O evento reuniu simpatizantes do estilo de vida, mas os próprios ciganos residentes estavam à margem do espetáculo. Dentro de suas cabanas, os homens não se misturavam e as mulheres, preocupadas em tomar conta das crianças, com roupas menos chamativas que as dos não ciganos, nem sequer participavam do evento. Em chão de terra e um amontoado de lonas, na lateral do acampamento, atrás das vendinhas presentes no evento, encontrava-se a barraca da matriarca. Sentada ao centro de seu lar e com uma dúzia de presentes aos pés, Preta, de 55 anos, fumava um cigarro enquanto recebia os convidados e, de um em um, dava-lhes boas-vindas. Responsável pelas decisões, a senhora que observava tudo de dentro da tenda, pouco participava diretamente, mas relatou que tudo aquilo a ajudava, tanto pelas doações quanto pela visibilidade.

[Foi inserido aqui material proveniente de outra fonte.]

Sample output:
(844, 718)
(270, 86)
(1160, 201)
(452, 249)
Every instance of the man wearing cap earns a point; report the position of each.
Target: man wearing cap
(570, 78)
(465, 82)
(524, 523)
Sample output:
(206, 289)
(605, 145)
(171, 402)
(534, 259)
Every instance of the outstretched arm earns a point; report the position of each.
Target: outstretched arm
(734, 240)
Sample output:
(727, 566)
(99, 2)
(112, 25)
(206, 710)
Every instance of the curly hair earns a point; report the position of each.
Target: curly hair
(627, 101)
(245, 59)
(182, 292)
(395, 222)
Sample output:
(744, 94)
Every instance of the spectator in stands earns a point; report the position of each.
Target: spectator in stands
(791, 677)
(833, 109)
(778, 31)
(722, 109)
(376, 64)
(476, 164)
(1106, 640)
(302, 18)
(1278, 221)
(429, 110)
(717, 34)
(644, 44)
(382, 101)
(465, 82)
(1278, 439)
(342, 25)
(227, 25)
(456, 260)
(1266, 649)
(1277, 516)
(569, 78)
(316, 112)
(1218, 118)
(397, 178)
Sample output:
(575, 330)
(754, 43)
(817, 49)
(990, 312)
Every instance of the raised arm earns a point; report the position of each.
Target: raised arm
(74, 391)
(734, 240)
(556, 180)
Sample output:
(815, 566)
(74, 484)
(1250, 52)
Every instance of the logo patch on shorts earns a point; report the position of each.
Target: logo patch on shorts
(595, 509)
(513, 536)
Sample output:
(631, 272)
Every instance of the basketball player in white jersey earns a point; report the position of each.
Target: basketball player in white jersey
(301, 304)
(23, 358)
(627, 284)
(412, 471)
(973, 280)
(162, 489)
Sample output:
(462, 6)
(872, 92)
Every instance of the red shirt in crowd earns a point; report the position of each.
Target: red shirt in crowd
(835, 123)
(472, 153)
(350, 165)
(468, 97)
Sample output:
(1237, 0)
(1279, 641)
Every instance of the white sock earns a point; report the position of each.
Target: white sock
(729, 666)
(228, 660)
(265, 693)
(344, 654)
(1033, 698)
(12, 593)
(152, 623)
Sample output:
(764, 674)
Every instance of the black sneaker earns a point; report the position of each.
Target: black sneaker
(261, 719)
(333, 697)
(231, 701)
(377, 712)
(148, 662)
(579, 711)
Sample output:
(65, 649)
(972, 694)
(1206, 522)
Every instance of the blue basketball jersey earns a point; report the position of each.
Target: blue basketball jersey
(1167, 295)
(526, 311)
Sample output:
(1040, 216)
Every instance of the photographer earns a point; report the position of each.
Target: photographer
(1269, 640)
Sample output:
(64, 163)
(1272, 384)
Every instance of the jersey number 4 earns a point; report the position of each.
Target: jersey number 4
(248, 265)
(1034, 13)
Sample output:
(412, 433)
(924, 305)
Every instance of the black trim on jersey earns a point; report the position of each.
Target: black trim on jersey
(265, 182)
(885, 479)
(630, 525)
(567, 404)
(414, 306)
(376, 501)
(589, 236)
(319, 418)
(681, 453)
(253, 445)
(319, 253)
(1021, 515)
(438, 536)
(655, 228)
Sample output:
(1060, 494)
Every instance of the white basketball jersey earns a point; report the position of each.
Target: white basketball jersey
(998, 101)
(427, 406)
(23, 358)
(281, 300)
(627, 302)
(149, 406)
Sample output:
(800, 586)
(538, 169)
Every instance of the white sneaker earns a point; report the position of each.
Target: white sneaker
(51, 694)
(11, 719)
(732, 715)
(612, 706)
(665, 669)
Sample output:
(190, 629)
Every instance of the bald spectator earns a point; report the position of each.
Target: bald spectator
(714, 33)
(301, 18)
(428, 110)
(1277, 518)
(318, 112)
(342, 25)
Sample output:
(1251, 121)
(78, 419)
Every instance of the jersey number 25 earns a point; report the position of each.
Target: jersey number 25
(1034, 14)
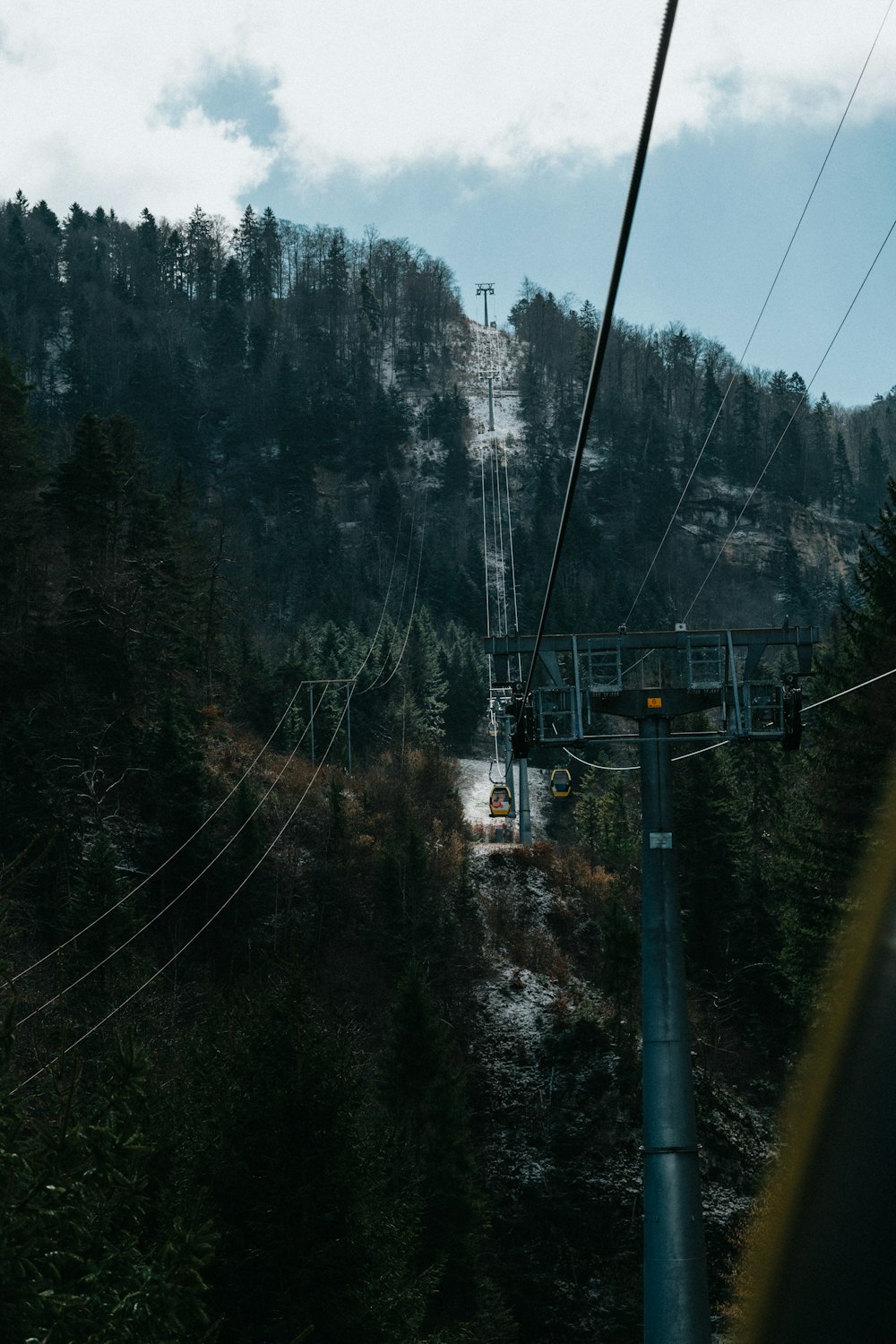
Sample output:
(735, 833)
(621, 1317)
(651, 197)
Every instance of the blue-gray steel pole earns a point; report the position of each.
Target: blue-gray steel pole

Por ser um terreno com declive, o local no bairro do Bonsucesso é propício a alagamentos. As chuvas são um grande problema para os moradores, já que não existem muitas possibilidades de escoamento da água. Além disso, a falta de saneamento básico dificulta ainda mais a situação. Com a fiação instalada de forma irregular, a luz elétrica chega, mas pelo fato da propriedade ser privada, os ocupantes relataram que não há muito que a Prefeitura possa fazer por eles.

São ao todo sete moradias, sendo algumas bem equipadas com aparelhos de televisão e até fogão e geladeira e outras bem mais simples. A organização e o cuidado são notáveis, e entre galinhas e gatos rondando o acampamento, o brilho reluzente das panelas chamam a atenção de quem examina o que há dentro de cada uma das tendas.

Em meio a lonas laranjas, cinzas e azuis, um grande ponto rosa bebê se destaca: a barraca decorada com tecidos de cetim, bordados com corações, pertence ao jovem Tiago, de 16 anos, e sua mulher. Nascido em Santa Catarina, Tiago alega já ter viajado o mundo inteiro. Suas roupas se diferenciavam das vestimentas que os convidados do evento usavam. Enquanto os homens vindos de fora trajavam camisas coloridas e bem extravagantes, ele vestia o que mais gosta: calça jeans, botas, camisa, faltando apenas o chapéu de rodeio. Quando perguntado sobre o estilo musical, relatou que preferia mesmo um “modão” sertanejo.

À margem do espetáculo, Fabrícia, uma cigana residente do acampamento, disse que se sentia indiferente com o que estava acontecendo ali, quando questionada sobre os motivos dela não participar das danças, respondeu. “Isso aqui não é nós (sic). Ninguém quer ver isso aqui, querem ver o bonito”.

Mas não são todos os membros dessa comunidade que levam a vida como Fabrícia. O estilo de vida cigano pode variar, indo desde os que são adeptos ao nomadismo até aqueles que possuem uma melhor condição financeira e preferem não frequentar as conhecidas feiras. Há muita discordância sobre o que é ser cigano de fato, até mesmo entre os que se identificam com esse estilo de vida. Não existe um consenso do que é ser cigano. Para cada indivíduo o que vale é a autoafirmação e o sentimento que carrega pelo seu povo.